In golf, or any other sport for that matter, there are of course many factors that always affect performance. Where golf is concerned, some of these factors derive directly from the individual, while others can be called external ones. Among the latter we can number the characteristics of the course, the weather conditions, the special features of the equipment used, the instructor or instructors, the caddy, the playing partners, the spectators, family, etc. As for the factors related to the individual, they are almost innumerable and fall into three main categories: physical, mental, and technical:

Physical factors: height; build (bone structure, muscular properties, relative proportions); central nervous system, etc.

Mental factors: powers of concentration; ability to visualize; motivation; confidence level; ability to manage stress; analysis of the course; game strategy, etc.

Technical factors: stance; grip; posture; alignment of body and club; positioning of ball; everything related to the dynamics of the action.

The objective here is not to provide an exhaustive list of the factors that determine performance but rather to realize that they are numerous in playing a (more or less important) part in determining outcomes. Believe me, at this very moment, all over the world, specialists in every field are carrying on research in universities, laboratories, companies, in the field, or wherever, as they attempt to push the present limits back a little further.

As my friend Dave would say, it isn't much use driving your ball straight for over 300 yards if you're teeing off for a par 3 with the hole only 160 yards away!

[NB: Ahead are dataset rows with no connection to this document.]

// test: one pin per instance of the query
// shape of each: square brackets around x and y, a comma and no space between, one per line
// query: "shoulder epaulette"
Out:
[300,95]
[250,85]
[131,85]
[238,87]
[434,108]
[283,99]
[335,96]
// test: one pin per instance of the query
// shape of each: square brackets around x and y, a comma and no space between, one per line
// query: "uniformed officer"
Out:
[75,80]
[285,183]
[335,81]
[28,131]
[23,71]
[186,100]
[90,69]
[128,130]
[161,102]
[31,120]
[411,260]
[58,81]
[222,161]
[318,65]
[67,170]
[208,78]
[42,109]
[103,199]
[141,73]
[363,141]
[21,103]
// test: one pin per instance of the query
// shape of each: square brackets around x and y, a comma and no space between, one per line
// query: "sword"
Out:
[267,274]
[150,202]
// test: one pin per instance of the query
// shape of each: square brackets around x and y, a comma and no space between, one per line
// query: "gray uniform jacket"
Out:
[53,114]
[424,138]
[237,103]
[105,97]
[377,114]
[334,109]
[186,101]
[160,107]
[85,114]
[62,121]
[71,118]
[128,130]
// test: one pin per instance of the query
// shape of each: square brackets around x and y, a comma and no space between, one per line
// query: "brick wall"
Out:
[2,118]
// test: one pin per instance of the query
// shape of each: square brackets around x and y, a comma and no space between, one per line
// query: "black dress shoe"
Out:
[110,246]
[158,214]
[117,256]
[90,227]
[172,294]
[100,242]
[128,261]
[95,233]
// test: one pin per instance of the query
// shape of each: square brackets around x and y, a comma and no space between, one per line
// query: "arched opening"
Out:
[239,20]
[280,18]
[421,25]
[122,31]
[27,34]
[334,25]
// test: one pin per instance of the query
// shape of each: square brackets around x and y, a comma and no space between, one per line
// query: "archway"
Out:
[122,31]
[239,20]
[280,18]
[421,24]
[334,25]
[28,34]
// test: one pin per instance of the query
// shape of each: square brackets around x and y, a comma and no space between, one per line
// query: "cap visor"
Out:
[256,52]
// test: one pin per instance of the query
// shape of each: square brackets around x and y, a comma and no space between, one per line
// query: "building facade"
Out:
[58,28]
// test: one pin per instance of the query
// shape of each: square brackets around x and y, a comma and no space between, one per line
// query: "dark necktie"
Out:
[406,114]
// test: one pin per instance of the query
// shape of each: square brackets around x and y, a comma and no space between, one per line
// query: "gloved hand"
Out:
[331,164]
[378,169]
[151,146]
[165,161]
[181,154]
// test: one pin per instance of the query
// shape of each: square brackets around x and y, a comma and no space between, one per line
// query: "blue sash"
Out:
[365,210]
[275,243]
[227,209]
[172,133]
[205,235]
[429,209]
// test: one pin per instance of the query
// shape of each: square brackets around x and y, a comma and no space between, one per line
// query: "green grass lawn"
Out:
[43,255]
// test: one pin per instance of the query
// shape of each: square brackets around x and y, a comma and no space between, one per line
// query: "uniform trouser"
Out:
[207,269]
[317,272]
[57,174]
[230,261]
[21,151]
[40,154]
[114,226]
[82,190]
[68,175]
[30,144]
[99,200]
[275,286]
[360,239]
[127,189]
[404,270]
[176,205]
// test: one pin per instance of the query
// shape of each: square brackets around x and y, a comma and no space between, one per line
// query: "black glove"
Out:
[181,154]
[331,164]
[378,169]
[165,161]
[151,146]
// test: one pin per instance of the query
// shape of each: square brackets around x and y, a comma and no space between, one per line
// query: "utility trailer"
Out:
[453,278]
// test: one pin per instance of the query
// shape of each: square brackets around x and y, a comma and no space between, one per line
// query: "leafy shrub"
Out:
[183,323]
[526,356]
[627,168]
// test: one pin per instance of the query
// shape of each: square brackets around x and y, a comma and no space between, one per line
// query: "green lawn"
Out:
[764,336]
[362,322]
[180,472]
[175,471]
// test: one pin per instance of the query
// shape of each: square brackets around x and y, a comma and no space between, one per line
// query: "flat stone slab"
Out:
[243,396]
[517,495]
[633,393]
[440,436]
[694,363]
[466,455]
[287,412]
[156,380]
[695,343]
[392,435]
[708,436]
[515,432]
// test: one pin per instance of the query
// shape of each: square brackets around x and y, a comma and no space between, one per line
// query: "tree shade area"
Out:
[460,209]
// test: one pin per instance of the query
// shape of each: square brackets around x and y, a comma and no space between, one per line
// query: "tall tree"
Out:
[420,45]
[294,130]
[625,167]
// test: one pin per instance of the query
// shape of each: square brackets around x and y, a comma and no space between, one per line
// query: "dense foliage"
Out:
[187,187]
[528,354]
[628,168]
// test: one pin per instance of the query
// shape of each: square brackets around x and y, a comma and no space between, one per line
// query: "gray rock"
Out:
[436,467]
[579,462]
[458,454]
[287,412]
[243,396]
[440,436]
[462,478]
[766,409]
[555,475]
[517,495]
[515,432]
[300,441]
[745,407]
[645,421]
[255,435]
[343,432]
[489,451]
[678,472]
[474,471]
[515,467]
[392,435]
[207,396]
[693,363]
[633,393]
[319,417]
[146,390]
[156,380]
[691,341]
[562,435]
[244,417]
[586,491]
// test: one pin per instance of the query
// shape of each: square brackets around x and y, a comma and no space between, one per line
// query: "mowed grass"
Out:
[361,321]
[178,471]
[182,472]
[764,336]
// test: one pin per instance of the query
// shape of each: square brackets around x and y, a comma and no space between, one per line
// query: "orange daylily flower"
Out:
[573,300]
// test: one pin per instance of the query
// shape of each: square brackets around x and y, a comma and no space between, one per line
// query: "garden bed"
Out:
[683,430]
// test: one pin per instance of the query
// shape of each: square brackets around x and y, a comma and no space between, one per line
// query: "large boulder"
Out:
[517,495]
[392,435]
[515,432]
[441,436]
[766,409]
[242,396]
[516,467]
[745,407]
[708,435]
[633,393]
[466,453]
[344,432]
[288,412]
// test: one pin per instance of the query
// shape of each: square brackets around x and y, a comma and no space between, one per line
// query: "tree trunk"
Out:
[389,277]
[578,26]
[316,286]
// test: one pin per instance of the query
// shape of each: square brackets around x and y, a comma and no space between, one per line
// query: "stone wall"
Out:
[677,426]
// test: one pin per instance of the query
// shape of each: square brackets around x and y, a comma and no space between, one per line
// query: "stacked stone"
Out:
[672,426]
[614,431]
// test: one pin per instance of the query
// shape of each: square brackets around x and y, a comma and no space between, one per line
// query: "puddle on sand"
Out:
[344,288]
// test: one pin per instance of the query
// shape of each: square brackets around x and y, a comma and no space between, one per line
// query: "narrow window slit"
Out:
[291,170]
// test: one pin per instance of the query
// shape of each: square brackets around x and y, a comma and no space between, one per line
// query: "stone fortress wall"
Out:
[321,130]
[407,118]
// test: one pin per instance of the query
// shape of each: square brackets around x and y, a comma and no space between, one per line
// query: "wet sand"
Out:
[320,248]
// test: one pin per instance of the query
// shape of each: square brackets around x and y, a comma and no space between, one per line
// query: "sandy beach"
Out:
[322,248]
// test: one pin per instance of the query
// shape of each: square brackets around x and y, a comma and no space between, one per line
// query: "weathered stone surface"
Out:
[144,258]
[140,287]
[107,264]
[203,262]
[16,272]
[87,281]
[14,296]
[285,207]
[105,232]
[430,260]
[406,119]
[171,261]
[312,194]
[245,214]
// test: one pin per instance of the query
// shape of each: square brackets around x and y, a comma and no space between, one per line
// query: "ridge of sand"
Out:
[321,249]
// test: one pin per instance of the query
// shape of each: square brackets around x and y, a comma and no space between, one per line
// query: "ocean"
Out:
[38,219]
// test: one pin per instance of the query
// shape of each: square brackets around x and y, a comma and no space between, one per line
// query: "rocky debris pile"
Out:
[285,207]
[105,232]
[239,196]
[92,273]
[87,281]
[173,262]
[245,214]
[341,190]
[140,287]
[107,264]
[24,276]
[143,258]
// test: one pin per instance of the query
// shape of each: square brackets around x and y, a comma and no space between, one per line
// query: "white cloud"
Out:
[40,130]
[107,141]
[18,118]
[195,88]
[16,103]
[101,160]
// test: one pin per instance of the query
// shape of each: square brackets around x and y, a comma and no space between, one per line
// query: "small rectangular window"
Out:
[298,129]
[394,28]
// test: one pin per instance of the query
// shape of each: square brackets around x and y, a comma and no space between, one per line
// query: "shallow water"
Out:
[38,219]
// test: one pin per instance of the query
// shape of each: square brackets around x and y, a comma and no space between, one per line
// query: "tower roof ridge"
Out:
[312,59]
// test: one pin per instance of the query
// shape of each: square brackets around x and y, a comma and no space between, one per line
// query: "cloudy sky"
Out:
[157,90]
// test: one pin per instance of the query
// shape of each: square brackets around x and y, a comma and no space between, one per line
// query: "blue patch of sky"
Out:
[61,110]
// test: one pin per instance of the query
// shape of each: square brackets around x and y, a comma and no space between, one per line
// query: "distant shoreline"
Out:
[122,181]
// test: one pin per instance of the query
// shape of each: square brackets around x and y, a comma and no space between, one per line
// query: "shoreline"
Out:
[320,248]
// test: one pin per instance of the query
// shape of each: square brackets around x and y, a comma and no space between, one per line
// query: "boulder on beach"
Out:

Every factor is important in its own way—even ones that may seem insignificant at first glance. Yet it would be impossible to determine exactly what contribution each makes—particularly since they are often mutually interdependent in a rather complex way. What is more, opinions often differ substantially on the matter.

For instance, some people argue that 90% of golf performance is mental, but I believe it's useful to qualify this somewhat. I'm quite prepared to admit that a professional golfer who has trained for a number of years to develop a solid, consistent swing might then be able to play without thinking a great deal about how to execute the action. On the other hand, if someone set about analyzing the factors entering into this golfer's performance it would be impossible to discount the fact that in the past he had, precisely, made a considerable effort to cultivate such an effective technique.

Nor can I accept the theory that 90% of the flaws in a golfer's swing arise from the position at address. Of course I recognize that this can have an effect on what follows, and I wouldn't for a moment want to underestimate its importance. For example, keeping the shoulders open at address (i.e. directed towards the left of the target) tends to result in an outside-in swing path, while a strong grip (with hands rotated to the right) tends to make the ball move from right to left in flight.

On the other hand I could never simply decide to minimize the importance of the action itself. In principle, a certain position at address, whether good or bad, should produce the same result time and time again (as long as the action remains the same). All too often I've seen beginning golfers who, while basically starting from the same position at address, nevertheless produced an incredibly varied range of ball flights. And all too often I've seen good golfers who, basically starting from the same address position, hit the ball in wildly different directions. Even when top-level professional golfers spray a ball off to the right or left—however rarely this may happen—it's a safe bet that this isn't simply the result of a faulty position at address but that there's some problem with their action.

In short, all too often my observations have led me to the conclusion that the majority of problems golfers have with their swing are indeed… problems with their swing!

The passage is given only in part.